Huge crowds have spent the past three days throwing thousands of kilos of oranges at each other in a massive food fight.

The Battle of the Oranges dates to the early 1800s, when Napoleon’s troops had an iron grip on the town of Ivrea, which lies halfway between Turin and the port of Genoa.

The battle relives a civil uprising between the people of the town and the occupying troops after the death of the hated local tyrant Raineri di Biandrate.

The legend says Biandrate was beheaded after attempting to enforce his right of noblesse oblige against a miller’s daughter. The girl fought back and won, parading his head around the town for all to see and sparking an uprising.

The modern re-enactment has the miller’s daughter and Napoleon’s general refereeing the orange throwing to maintain fair play.

Town is a battlefield

The town becomes the battlefield with nine teams taking on the soldiers.
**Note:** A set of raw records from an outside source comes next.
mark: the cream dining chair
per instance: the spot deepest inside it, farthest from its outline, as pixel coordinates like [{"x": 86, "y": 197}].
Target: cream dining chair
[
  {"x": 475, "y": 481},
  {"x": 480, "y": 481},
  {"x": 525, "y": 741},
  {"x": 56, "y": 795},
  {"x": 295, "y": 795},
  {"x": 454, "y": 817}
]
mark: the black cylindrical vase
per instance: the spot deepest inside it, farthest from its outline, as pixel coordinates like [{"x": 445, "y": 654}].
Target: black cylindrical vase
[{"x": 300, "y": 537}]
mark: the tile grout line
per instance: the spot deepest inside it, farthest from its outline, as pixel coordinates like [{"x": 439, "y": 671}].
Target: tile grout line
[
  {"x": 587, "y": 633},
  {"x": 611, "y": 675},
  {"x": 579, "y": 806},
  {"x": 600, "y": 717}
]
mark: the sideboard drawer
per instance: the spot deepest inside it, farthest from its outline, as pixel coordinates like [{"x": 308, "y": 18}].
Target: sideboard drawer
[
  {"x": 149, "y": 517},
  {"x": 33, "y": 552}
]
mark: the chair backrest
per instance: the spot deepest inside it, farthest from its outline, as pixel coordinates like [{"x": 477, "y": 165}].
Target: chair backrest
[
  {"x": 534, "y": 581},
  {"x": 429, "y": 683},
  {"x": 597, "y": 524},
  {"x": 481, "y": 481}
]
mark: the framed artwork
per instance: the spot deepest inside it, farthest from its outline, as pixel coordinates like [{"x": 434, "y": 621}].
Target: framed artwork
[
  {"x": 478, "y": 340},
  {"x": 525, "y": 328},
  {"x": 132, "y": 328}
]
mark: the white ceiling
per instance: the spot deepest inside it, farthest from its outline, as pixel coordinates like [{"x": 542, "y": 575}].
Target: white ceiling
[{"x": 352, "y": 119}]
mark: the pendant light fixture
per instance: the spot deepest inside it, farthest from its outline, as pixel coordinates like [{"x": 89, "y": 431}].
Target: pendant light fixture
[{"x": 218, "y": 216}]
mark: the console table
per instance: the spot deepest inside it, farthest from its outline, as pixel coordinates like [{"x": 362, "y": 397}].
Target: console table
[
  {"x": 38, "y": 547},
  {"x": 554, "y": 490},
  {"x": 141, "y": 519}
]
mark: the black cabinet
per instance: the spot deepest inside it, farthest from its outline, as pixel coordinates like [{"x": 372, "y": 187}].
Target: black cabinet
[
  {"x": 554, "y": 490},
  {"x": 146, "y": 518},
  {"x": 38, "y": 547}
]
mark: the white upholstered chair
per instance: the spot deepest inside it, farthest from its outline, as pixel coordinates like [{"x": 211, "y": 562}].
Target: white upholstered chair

Around the town are huge stacks of oranges imported from Sicily for the occasion, while the soldiers patrol the streets in horse and carts.

Onlookers who prefer not to take part are identified by their red hats – but donning the hat means no sneaky orange throwing.

The buildings are draped in nets to protect windows and battle commences.

The fight ends on Shrove Tuesday.

Other events celebrating Shrove Tuesday include the Mardi Gras carnivals in the US city of New Orleans.

What does ‘Shrove’ mean

Mardi Gras – or Fat Tuesday – is celebrated by thousands of tourists who go to the city to watch the parades and party.

In the Commonwealth, Shrove Tuesday is called Pancake Day.

All the festivals have one thing in common – they celebrations and feasts that precede Lent in the Christian calendar and the run up to Easter. The tradition was to use up any stocks of eggs, flour and milk in the kitchen to prepare for fasting during Lent.

In England, people visited church to confess their sins on Shrove Tuesday. ‘Shrove’ is an old English word derived from the verb ‘to shrive’, which means asking for absolution of sin. Someone who is ‘shrove of sin’ has been absolved.